BANDUNG - Ada tiga hal yang disarankan sekaligus kritik tajam dari
seorang pengamat hukum tata negara dan praktisi hukum Erdi Djati Somantri SH, yakni pemimpin
harus introspeksi diri. Jangan membuat program yang tidak dimengerti rakyat,
dan sadar pemimpin itu hanya seorang outsourcing
(buruh kontrak) 5 tahunan.
Pernyataan Erdi disampaikan menyikapi kualitas dan integritas keempat pasangan calon gubernur-wakil gubernur Jabar 2018, di kantornya di kawasan
Sukaluyu Bandung, Rabu (6/6/2018). Pakar hukum tata negara lulusan Universitas
Parahyangan Bandung ini menggambarkan analogi sebuah kapal yang
akan berlayar dan membutuhkan petunjuk arah. Perlu nakhoda yang sadar fungsi
seorang pemimpin, luas pengetahuan, bijaksana, dan selalu evaluasi jika ada kekeliruan.

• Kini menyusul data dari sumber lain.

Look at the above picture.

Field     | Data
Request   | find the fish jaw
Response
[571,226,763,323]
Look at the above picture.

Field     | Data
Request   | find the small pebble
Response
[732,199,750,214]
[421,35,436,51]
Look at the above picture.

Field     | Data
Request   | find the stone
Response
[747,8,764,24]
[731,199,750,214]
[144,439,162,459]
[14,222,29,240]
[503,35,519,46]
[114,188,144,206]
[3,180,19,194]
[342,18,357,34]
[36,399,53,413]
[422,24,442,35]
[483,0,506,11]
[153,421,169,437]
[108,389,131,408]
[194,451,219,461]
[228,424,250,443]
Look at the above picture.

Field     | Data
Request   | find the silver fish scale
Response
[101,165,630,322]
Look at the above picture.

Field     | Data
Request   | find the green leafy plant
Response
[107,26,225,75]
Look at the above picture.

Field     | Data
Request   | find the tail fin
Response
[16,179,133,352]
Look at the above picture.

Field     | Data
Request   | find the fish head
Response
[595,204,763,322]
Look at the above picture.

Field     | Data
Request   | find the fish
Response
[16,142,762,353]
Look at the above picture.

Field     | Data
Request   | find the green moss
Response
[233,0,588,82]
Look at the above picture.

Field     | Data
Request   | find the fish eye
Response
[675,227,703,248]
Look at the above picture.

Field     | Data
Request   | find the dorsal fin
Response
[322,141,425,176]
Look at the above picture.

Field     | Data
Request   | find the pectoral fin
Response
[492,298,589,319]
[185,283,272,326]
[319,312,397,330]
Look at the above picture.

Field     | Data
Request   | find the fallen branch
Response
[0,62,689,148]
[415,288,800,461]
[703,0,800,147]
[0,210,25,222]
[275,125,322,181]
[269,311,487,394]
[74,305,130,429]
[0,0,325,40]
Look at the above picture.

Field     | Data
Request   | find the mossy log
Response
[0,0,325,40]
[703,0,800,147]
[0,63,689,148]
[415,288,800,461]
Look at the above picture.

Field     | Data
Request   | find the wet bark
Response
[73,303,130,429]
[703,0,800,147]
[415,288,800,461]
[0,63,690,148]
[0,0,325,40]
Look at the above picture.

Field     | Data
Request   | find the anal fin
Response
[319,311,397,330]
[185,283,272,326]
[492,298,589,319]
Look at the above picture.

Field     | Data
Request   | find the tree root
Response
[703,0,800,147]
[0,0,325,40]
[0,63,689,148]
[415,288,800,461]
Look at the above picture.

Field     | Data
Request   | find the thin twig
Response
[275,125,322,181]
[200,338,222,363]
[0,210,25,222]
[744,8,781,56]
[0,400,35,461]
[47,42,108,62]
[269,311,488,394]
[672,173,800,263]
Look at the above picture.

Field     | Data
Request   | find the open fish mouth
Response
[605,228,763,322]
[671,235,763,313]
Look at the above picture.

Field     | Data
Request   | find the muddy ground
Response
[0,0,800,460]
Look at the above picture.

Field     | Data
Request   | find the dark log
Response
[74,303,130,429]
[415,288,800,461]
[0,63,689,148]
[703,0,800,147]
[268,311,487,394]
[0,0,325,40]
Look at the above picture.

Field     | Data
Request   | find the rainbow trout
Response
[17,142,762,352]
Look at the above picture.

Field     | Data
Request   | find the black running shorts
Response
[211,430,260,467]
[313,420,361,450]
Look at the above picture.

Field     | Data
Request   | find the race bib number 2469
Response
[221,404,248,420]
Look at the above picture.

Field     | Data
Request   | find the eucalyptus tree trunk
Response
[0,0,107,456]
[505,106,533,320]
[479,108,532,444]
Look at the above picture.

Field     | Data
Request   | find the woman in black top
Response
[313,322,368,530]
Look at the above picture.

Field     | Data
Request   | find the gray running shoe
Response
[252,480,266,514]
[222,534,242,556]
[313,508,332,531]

Menurut Erdi, nakhoda harus mengetahui
posisi yang benar ketika di lautan lepas. Sedikit kekeliruan membuat kapal
tersesat dan kehilangan arah. Demikian halnya calon pemimpin Jawa Barat, secara
berkala perlu evaluasi. "Ada banyak peristiwa di mana kita harus belajar
dan membiasakan introspeksi diri," ungkap Erdi.
Pemimpin yang berjiwa besar,
lanjut Erdi, selalu akan menempatkan program sesuai kebutuhan rakyatnya. Tidak
membuat program yang tidak dimengerti masyarakat. Itulah menurut Erdi analogi
kejadian di Jawa Barat dan sejumlah kota/kabupaten lainnya.
Erdi mengakui, dirinya tidak berpihak kepada salah satu pasangan calon gubernur-wakil gubernur jabar, tetapi melihat track record mereka, nampaknya semuanya mesti introspeksi diri. Ia menyarankan agar tidak membodohi masyarakat dengan politik janji-janji. Karen, katanya, lima tahun berikutnya belum tentu kembali mempimpin Jawa Barat.
"Pemimpin di Jawa Barat itu
tidak harus orang Sunda, tetapi harus memahami dan berjiwa kesundaan yang hakiki,
selalu berkonsep NKRI. Jika kita selalu berkutat pada keharusan putra daerah,
itu berarti politik telah membodohi masyarakat. Mau sampai kapan kita seperti ini.
Arek kitu wae?" kata bapak tiga anak ini.
Paling penting dari introspeksi seorang
pemimpin sadar ia tak ubahnya seorang buruh kontrak lima tahunan (outsourcing). Kata Erdi, diakui atau
tidak, pemimpin sampai tingkat pusat adalah outsourcing.
"Kebijakan strategis pemimpin
hasil suksesi akan menimbulkan dampak terhadap masyarakat. Misalnya, kenaikan
harga BBM, TDL, kebijakan memperbesar impor beras dan komoditas lainnya.
Setelah ia lepas jabatannya, tentu saja ia tidak bertanggung jawab atas dampak
berikutnya. Ini yang terjadi di Indonesia sampai pemimpin di tingkat daerah,"
papar Erdi.
Bercermin untuk mengetahui
kekurangan dan kelemahan pribadi, imbuh Erdi, agar dapat mengembangkan diri
menjadi lebih baik. Introspeksi diri bagi seorang pemimpin outsourcing sangat
diperlukan, karena proses tidak selalu berjalan konstan.
"Pengalaman serupa tidak
selalu memberi hasil yang sama. Selalu ada keterbatasan dan perbedaan sudut
pandang. Tiap masalah memiliki titik kritis tersendiri. Kalau calon pemimpin
tidak instrospeksi di Pilgub Jabar 2018, lalu mau membangun apa di negeri ini?"